The most decisive, most famous battle ever fought on English soil was the Battle of Hastings in 1066, where Duke William of Normandy defeated King Harold of England. Today, the site, about 100 acres, shows no visible sign of the battle, and no relics have been found.  Once inside the abbey, there are 2 routes to the battlefield – a short, easy walk, or a longer, more involved one, which takes about 40 minutes – decided to take the longer walk as I had enough time.

The field where the English and Norman armies met

Some really interesting cloud formations that weekend ...

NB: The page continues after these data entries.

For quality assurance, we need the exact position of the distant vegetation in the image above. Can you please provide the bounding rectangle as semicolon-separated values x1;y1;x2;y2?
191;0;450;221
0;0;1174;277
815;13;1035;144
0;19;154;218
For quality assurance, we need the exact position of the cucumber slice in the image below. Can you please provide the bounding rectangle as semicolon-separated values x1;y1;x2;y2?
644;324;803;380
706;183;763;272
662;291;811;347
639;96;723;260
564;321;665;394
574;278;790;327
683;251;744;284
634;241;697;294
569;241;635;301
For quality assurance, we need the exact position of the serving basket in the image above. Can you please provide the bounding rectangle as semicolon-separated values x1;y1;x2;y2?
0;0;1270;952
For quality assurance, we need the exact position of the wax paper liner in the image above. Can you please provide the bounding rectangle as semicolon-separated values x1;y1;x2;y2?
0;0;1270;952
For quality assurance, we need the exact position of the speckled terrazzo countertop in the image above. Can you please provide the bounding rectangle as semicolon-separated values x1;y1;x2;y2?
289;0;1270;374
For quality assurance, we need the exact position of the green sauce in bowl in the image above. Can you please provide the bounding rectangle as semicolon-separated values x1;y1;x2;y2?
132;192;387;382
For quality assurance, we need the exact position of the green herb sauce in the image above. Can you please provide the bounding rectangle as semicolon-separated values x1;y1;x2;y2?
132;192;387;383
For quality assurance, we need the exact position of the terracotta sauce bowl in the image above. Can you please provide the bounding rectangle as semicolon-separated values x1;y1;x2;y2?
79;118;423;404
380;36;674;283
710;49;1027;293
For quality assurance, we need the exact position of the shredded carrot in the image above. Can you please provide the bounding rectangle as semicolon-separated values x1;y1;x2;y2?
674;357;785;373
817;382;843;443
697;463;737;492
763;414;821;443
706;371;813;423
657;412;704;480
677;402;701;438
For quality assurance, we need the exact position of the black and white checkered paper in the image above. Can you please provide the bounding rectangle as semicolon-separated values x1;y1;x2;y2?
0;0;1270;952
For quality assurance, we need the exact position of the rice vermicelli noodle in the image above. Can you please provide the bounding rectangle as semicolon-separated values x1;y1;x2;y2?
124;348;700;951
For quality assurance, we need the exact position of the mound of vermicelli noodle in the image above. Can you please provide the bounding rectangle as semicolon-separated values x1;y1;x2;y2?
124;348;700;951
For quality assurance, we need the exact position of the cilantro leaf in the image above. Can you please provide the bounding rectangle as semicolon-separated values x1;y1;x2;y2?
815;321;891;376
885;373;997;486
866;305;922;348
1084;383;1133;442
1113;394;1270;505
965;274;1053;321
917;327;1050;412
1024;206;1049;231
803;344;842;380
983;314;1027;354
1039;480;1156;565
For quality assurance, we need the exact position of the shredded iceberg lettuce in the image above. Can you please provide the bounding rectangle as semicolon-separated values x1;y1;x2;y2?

In 1070, the Normans were ordered by Pope Alexander II to do penance for the killing they’d done in their conquest of England.  The result was the abbey that William built on the site of the Battle of Hastings; the high altar is the supposed spot where King Harold was killed.  The abbey could be seen as the Conqueror’s act of atonement for the bloodshed … the abbey’s chronicler later wrote that the fields had been “covered in corpses, and all around the only colour to meet the gaze was blood-red”.  But one can also argue that the impressive building is an undeniable symbol of Norman success.

Entrance to the Ice house or cellar, can't remember the exact name; but it looks like the entrance to a hobbit hole

Chapter House, completed about 1100

The place where Harold was reputed to have died

French memorial to King Harold

The green sign partway down on the left is for the hotel where I stayed, that close to the Abbey

The abbey was dedicated to St Martin, known as the ‘Apostle of the Gauls’.  One of the richest monastic houses of medieval England, it flourished for over 400 years until 1538, when it was virtually destroyed during the Dissolution of the Monasteries under Henry VIII.

In 1721, the estate passed to the Webster family, and remained in their possession for about 250 years.  The family trustees put the estate up for sale in 1976; the government purchased the battlefield and the remaining monastic structures, and today, it is managed by English Heritage.

I found it most interesting, walking around the battlefield, and it was easy to imagine what had happened there.  It was hard work though, in that the day turned out hotter than I’d been expecting, but worth it.

Yet another perfect outing, in so many ways, so glad I did it.